Mikey singing social
Party monarch champion taking on calypso commentary
Twenty-fourteen is a special year for Michael Mikey Mercer. It is his tenth year in the music business; and he is looking to do things a bit differently, if not with a bang.
“To be honest, when I first started, I gave myself about five to six years to be recognized as a soca artist,” he told Bajan Vibes. “That got a bit of a jump-start in my first year by winning the Road March.”
After that, the next two years were for the king, by some people’s standard, a bit low-keyed. But not for Mikey. He told us that for him this was an opportune time to step back and do what this industry requires: learn.
“You have to learn from these things. I didn’t place as high. I came ninth in my second year; and in my third I actually didn’t make Party Monarch. So I was just working to see what the public looks for from me, what it is that I was doing, and trying to acquire a symbiotic relationship with that.
“And from there it was about nine second places until I won in 2011,” said Mikey, who is also one of the main singers with the island top soca band Soka Kartel.
So just what will he be doing this year? Something he suggests that he has been putting off for a bit: singing social commentary.
“I will be releasing between eight and ten tracks, inclusive of two social commentaries, and about three or four collaborations, both locally and regionally. Social commentary is something I have always wanted to do for a while, but I don’t . . . . I am not going to go in blind. I like to do my research and choose the topic that suits me properly. From there it is to get writers to assist me, or write for me as the case may be.
“The first track that has been released already and [it] has been getting a fair amount of airplay is called Turn Up The Love which speaks to the ending of domestic violence, particularly violence against women. Everyone know that that is a cause that I am very passionate about. I am actually a UN ambassador; I work with UNIFEM, and I work with the Business And Professional Women’s Club of Barbados, and all such dealing with that,” Mikey explained.

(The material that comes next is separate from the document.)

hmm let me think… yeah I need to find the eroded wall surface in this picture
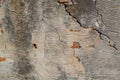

His next track Time Fuh We is to be released this week and focuses on how we as a people can help each other at this time.
“There are things that we can do that people can relate to me because it is stuff that I do on a general basis with the charity in particular. I am very excited about it. It is something new for me, and I have been talking to the older calypsonians and getting any sort of insight that I can from them where performing and putting over social commentary is concerned,” he added.
As for ten years on, Mikey sums it all up by saying that it has been a lot of work, a lot of planning, a lot of sleepless nights.
“ . . . A lot of very long studio hours. We are proud of the growth and know we have a way to go. I am very thankful to all my corporate partners who are coming and supporting what I have been doing over the ten years and I want to thank the charities that support me in doing what I do.
“This helps a lot because charity work is extremely draining. Anyone who does charity work knows it is extremely tiring, but the feeling that you get at the end of it all makes it worth it.”